I sindaci: occorrono interventi decisi per mettere fine al degrado. È anche e soprattutto un problema di salute pubblica
AVEZZANO. Sul fronte critico della depurazione, dove si registrano tante falle, per alleviare le forti sofferenze che pesano sulla salute, l’ambiente e il comparto agricolo, uno dei settori trainanti dell’economia, la Marsica attende Mario Mazzocca, il sottosegretario alla presidenza della giunta D’Alfonso, con deleghe al servizio idrico integrato, ambiente ed ecologia, chiamato in campo da Confagricoltura.
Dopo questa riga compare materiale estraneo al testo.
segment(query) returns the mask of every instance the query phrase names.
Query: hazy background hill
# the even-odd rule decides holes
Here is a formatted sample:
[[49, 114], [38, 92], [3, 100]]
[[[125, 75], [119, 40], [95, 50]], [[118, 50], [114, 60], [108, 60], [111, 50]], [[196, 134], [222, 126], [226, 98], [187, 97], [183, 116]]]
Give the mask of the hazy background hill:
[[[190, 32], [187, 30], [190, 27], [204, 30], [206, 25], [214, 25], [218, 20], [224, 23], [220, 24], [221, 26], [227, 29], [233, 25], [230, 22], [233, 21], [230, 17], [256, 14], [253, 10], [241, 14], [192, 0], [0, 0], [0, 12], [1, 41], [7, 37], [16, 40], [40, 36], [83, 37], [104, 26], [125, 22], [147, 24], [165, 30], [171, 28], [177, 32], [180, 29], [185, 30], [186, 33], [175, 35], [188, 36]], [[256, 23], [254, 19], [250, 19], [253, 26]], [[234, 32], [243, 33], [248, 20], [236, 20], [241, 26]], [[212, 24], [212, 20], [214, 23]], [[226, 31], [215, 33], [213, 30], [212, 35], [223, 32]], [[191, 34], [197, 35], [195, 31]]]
L’incontro è in via di definizione.
«Mazzocca ha già dato disponibilità al faccia a faccia con gli attori del territorio», afferma il direttore di Confagricoltura, Stefano Fabrizi. «Siamo in attesa della data per affrontare la situazione e stabilire il da farsi. La questione va affrontata una volta per tutte, per verificare lo stato dell’arte e mettere in programma gli interventi necessari e i correttivi per eliminare le criticità che permangono». Una su tutte la questione dei due depuratori di Avezzano, uno gestito dal Cam l’altro dall’Arap, mentre la depurazione non funziona. Con l’aggiunta che la legge regionale – ai tempi di Chiodi – che affidava la gestione del nuovo depuratore all’Arap, impugnata a suo tempo dal governo, è stata dichiarata carta straccia dalla Corte Costituzionale.
Ma tutto è rimasto com’era. «È tempo di mettere ordine», aggiunge Fabrizi, «anche sulla questione dei due depuratori e due gestori diversi: Pozzillo, con i liquami che passano in mezzo alle case, va chiuso mentre i fondi destinati all’adeguamento vanno girati al nuovo impianto e la gestione va affidata al gestore unico della Marsica».
La politica, quindi, deve mettere in atto tutti gli interventi e le modifiche necessarie per mettere fine al degrado. «Chi è preposto a risolvere i problemi», taglia corto l’assessore all’Ambiente, Crescenzo Presutti, «forse vive su altri pianeti. Sono anni che denuncio questa vergogna, ma nessuno si muove». Più soft l’intervento del sindaco di Luco dei Marsi: «La Regione deve farsi carico del problema generale», afferma Marivera De Rosa, «che investe la salute pubblica e il settore agricolo fucense». Sulla necessità di superare le criticità e di mettere a norma gli impianti obsoleti nella Marsica, concorda il sindaco di Trasacco, Mario Quaglieri, che proprio martedì scorso ha ricevuto l’ok della Provincia per il raddoppio del depuratore del centro fucense: l’operazione è stata finanziata dalla Regione con 1 milione e 400mila euro. «Ora tocca al Cam procedere con l’appalto dell’opera», afferma Quaglieri, «che porterà al superamento totale delle criticità attuali». Si spera quindi in un nuovo Masterplan.